Masters’ death was reported to the District Nine Medical Examiner’s Office, but the agency did not conduct an autopsy.
It’s not the first time someone had a medical emergency on the Tomorrowland Transit Authority PeopleMover, a gentle, slow-moving ride that’s become iconic since opening in 1975.
In February, a 72-year-old woman lost consciousness on the PeopleMover, according to the state injury report released every quarter by the Florida Department of Agriculture and Consumer Services.
Every year, millions of people visit Disney World. Disney is supposed to self-report when people become ill or sick on the ride and require at least 24 hours of hospitalization.
Masters’ death is one of six reported medical emergencies at Disney World from July through September, according to the latest state theme park injury report released Tuesday.

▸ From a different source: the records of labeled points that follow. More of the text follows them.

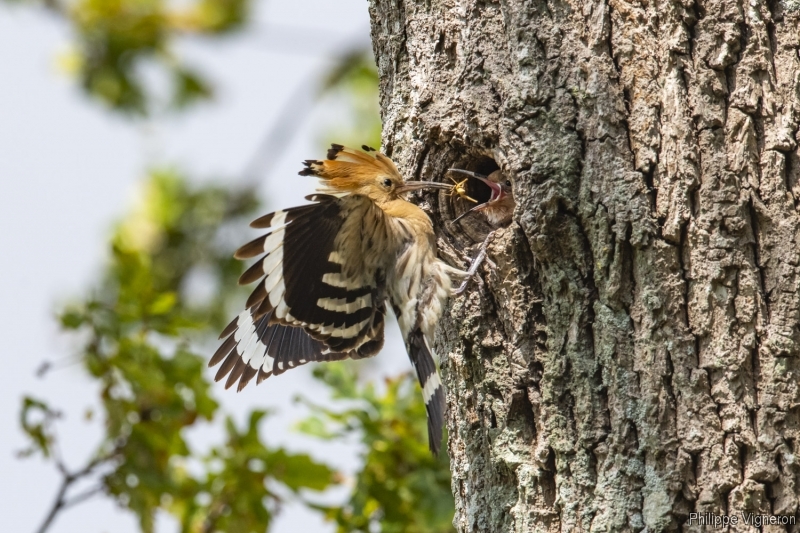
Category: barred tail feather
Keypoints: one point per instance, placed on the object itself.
(432, 389)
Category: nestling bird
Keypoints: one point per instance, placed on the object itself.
(500, 206)
(497, 210)
(328, 269)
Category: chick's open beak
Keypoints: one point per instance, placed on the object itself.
(497, 191)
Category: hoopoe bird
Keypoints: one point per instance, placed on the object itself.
(327, 270)
(498, 210)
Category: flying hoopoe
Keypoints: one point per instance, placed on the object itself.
(327, 270)
(498, 210)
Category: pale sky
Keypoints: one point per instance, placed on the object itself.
(69, 169)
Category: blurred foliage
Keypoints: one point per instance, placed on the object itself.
(114, 40)
(134, 329)
(401, 486)
(171, 280)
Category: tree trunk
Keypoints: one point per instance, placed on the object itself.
(633, 356)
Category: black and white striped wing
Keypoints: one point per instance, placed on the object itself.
(304, 307)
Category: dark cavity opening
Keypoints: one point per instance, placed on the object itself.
(475, 188)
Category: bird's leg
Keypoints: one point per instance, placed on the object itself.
(476, 263)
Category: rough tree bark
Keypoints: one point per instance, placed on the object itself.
(634, 356)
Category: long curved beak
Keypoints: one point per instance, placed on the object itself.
(497, 191)
(416, 185)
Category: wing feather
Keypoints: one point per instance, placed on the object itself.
(293, 315)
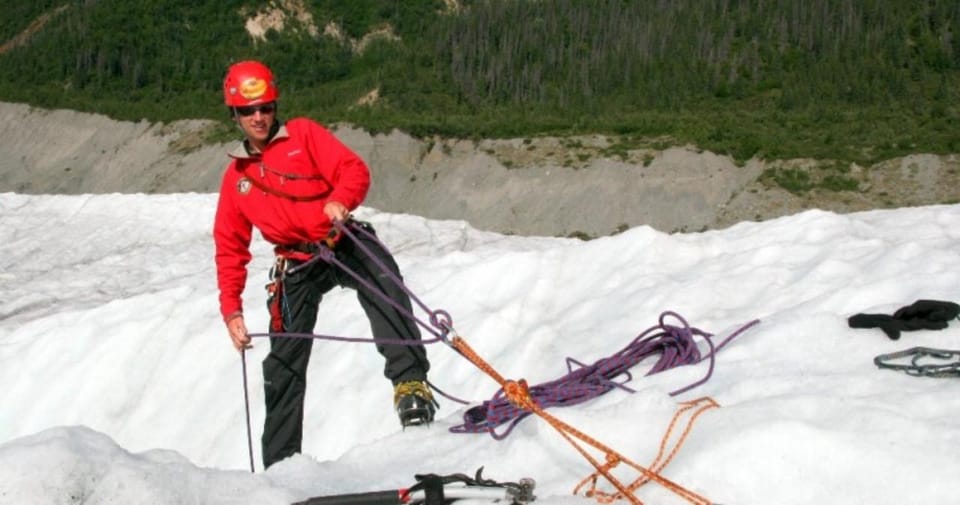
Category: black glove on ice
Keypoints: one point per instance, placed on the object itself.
(921, 315)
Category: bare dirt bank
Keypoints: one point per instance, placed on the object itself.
(541, 186)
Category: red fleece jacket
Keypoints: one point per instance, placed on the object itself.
(304, 160)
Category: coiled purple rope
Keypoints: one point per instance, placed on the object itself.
(676, 347)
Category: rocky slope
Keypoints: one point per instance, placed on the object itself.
(540, 186)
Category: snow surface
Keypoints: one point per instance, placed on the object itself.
(120, 384)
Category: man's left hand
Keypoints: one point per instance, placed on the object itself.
(336, 211)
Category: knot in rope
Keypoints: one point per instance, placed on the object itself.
(519, 394)
(675, 344)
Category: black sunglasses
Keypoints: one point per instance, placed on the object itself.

A 27-year-old woman went into labor after exiting the Tomorrowland Speedway at the Magic Kingdom last month.
An 83-year-old man was “briefly unresponsive” on the flying simulator ride Avatar Flight of Passage at Animal Kingdom last month.
A 47-year-old man passed out on Epcot’s Mission:Space “after experiencing the green side of the attraction” in July.
Last month a 59-year-old woman “sustained injury to toes” on Alien Swirling Saucers at Toy Story Land in Hollywood Studios.
At Universal, a half-dozen incidents were reported, including a 51-year-old man experiencing chest pain on Volcano Bay’s Kopiko Wai Winding River and a 28-year-old man passing out on Harry Potter and the Forbidden Journey. A 38-year-old woman also felt neck pain on the new Jurassic World VelociCoaster.
No issues were reported at SeaWorld, Busch Gardens or Legoland.